Riflessioni di un sopravvissuto
... Quanto ai giovani,
essi non percepiscono appieno
l'insegnamento
dell'esperienza trascorsa,
e spesso ascoltano
gli ammonimenti
di chi li ha preceduti
con malcelata indifferenza,
pensando che
le tragedie vissute,
i rischi passati,
non sono più attuali.
Del resto è lecito chiedersi:
per chi la storia
sarebbe maestra di vita?
Per i popoli
o per chi li governa? ...
Infine il ritorno alla natura, un po' malinconica un po' nostalgica, il paesaggio e le stagioni che si mescolano a fiori, alberi e animali, uccellini soprattutto. Un lungo canto leggero e soave che rivela pensieri e sentimenti, che arrivano a uomini e donne più diretti al cuore, parlano un linguaggio universale.
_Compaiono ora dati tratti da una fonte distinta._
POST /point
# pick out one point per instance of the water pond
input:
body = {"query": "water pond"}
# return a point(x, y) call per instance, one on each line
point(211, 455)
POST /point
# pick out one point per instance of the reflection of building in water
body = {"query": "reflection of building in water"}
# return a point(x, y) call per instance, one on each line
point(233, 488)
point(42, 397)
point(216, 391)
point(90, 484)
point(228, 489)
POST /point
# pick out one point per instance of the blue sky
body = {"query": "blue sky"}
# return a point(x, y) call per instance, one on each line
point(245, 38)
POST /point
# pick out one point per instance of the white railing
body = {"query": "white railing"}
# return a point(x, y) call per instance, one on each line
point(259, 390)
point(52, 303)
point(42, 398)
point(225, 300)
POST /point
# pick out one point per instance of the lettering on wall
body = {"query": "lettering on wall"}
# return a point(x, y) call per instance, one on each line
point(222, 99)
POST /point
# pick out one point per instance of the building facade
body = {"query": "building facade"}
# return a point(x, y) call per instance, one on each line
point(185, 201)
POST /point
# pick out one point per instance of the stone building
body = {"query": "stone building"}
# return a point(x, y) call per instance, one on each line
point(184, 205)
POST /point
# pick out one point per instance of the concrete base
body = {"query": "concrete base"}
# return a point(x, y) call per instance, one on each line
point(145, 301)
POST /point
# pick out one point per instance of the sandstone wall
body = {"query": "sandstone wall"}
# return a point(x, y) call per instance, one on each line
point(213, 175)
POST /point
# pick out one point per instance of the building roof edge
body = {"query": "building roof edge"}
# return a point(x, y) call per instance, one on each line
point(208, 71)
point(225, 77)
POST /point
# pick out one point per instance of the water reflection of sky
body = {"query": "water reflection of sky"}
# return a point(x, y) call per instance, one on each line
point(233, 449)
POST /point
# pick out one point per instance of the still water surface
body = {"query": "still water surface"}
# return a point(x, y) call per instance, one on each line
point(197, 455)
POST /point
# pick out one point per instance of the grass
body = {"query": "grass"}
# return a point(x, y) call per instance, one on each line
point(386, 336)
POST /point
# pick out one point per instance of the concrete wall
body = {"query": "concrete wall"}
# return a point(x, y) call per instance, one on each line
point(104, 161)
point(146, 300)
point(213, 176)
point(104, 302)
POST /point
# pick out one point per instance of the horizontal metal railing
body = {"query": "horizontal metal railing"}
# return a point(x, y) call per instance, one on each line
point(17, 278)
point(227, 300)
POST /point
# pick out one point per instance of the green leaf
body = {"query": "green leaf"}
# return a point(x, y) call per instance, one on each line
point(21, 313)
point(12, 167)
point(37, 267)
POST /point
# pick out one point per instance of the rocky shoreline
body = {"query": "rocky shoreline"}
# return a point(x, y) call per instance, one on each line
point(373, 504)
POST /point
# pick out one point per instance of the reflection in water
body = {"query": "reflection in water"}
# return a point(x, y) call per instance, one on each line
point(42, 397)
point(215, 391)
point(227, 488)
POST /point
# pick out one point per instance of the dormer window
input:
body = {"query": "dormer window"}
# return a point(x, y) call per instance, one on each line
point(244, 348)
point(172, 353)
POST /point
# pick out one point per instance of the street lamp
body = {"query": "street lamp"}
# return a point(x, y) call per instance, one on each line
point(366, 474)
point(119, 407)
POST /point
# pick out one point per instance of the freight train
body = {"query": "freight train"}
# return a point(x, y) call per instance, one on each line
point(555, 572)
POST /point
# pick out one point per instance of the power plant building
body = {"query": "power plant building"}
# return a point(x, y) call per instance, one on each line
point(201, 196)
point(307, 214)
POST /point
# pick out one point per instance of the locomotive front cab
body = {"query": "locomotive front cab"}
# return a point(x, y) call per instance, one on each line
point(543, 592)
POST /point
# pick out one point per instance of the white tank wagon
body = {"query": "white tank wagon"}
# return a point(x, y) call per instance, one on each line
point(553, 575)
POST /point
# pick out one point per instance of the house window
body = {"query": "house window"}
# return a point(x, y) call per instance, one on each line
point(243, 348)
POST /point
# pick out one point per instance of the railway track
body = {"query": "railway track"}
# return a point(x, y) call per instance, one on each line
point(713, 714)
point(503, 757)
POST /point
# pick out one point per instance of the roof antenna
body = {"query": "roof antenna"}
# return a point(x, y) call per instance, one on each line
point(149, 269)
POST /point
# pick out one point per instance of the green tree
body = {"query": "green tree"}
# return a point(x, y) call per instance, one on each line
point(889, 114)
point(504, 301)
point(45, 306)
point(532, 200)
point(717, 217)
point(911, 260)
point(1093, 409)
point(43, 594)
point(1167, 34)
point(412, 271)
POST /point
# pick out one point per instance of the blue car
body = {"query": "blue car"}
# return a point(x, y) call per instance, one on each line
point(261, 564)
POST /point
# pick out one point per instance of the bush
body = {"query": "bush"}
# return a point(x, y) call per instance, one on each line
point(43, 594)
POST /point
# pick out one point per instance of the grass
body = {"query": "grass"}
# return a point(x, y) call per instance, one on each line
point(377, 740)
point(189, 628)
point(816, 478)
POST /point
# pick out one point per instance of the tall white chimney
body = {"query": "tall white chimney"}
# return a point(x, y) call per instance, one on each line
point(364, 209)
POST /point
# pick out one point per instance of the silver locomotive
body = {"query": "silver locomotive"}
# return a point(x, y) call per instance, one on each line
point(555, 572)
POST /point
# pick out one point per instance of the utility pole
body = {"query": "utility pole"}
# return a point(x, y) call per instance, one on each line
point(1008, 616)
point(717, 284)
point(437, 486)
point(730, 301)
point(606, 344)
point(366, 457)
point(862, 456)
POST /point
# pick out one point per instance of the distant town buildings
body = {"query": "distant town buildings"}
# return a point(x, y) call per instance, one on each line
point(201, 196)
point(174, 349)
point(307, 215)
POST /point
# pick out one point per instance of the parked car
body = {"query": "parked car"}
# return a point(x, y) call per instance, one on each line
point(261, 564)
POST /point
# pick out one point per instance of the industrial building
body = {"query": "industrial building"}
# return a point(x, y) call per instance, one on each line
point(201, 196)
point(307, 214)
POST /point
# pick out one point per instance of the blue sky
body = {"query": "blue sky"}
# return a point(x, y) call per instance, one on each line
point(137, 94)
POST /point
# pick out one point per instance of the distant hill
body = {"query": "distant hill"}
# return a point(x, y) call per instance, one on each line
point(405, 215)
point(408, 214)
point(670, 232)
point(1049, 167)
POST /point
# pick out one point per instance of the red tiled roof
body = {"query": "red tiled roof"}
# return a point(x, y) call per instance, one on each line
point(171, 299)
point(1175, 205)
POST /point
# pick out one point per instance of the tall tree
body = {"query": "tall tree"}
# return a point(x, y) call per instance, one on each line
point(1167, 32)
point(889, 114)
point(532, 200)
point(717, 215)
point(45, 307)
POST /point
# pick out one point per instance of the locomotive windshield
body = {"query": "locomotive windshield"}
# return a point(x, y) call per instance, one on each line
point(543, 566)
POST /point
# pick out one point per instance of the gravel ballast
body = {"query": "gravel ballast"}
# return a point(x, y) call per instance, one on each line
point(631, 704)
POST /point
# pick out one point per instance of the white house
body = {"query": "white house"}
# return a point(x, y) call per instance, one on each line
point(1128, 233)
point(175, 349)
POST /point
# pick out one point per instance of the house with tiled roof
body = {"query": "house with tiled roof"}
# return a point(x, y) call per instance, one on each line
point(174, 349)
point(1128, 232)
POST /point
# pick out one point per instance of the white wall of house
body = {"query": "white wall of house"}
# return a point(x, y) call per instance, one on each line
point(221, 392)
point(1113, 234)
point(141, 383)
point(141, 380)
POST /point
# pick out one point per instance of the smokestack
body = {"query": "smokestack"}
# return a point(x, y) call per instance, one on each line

La bellezza struggente della natura agreste rievoca anche esperienze liete e suggerisce riflessioni e meditazioni. Appartengono a questa ispirazione bucolica anche descrizioni di paesini e paesaggi agresti dell'Umbria e della Toscana, visitati in brevi viaggi. L'ultimo capitolo è sollecitato dalla consapevolezza di una vita ormai al tramonto, esprime valutazioni sull'esistenza umana e i suoi molteplici aspetti, l'alternarsi delle sorti umane, fra sofferenze, gioie, dolore e rimpianti, nell'inesorabile scorrere del tempo.
Il pettirosso
L'autunno accende i suoi colori
e, fra le foglie morte,
spunta il ciclamino.
Come ogni anno,
ti cerco impaziente.
Tu ci sei
ma ti nascondi,
quasi timoroso
d'apparire un intruso.
Quel tuo sommesso cinguettio,
sembra un bisbiglio,
e s'ode appena nell'aria
come per dissimularsi
tra i suoni consueti.
Poi, a un timido raggio di sole,
finalmente ti scorgo,
sullo spoglio melograno,
col petto fiammeggiante,
l'occhio vigile e pungente.
Quale misterioso impulso
ti conduce proprio qui,
nel mio giardino?
Non so da dove vieni.
Immagino da gelide contrade,
in un lungo viaggio,
di notte e di giorno,
le ali intirizzite.
A poco a poco
ti fai più confidente,
mi saltelli intorno,
in cerca di cibo,
guardandomi,
dal basso in alto,
mentre lavoro la terra,
posandoti ai miei piedi,
frugando fra le zolle
che la vanga rivolta.
Mi riconosci e mi segui,
di cespuglio in cespuglio,
in attesa.
E quando infierisce l'inverno,
e il gelo sembra spegnere
ogni forma di vita,
e io distribuisco bacche
alle creature indifese,
mi voli incontro
e sei tentato
di posarti sulla mia mano.
novembre 2013
CHI È GIORGIO BADIALI
Giorgio Badiali, di famiglia marchigiana, è nato ad Albano Laziale. Laureato in Giurisprudenza e in Scienze politiche, è stato ordinario di Diritto Internazionale nella Facoltà di Giurisprudenza di Perugia. È autore di vari volumi in materia. Nel 2012 ha pubblicato "Oltre il ponte", edito dalla casa editrice Thyrus, di Arrone.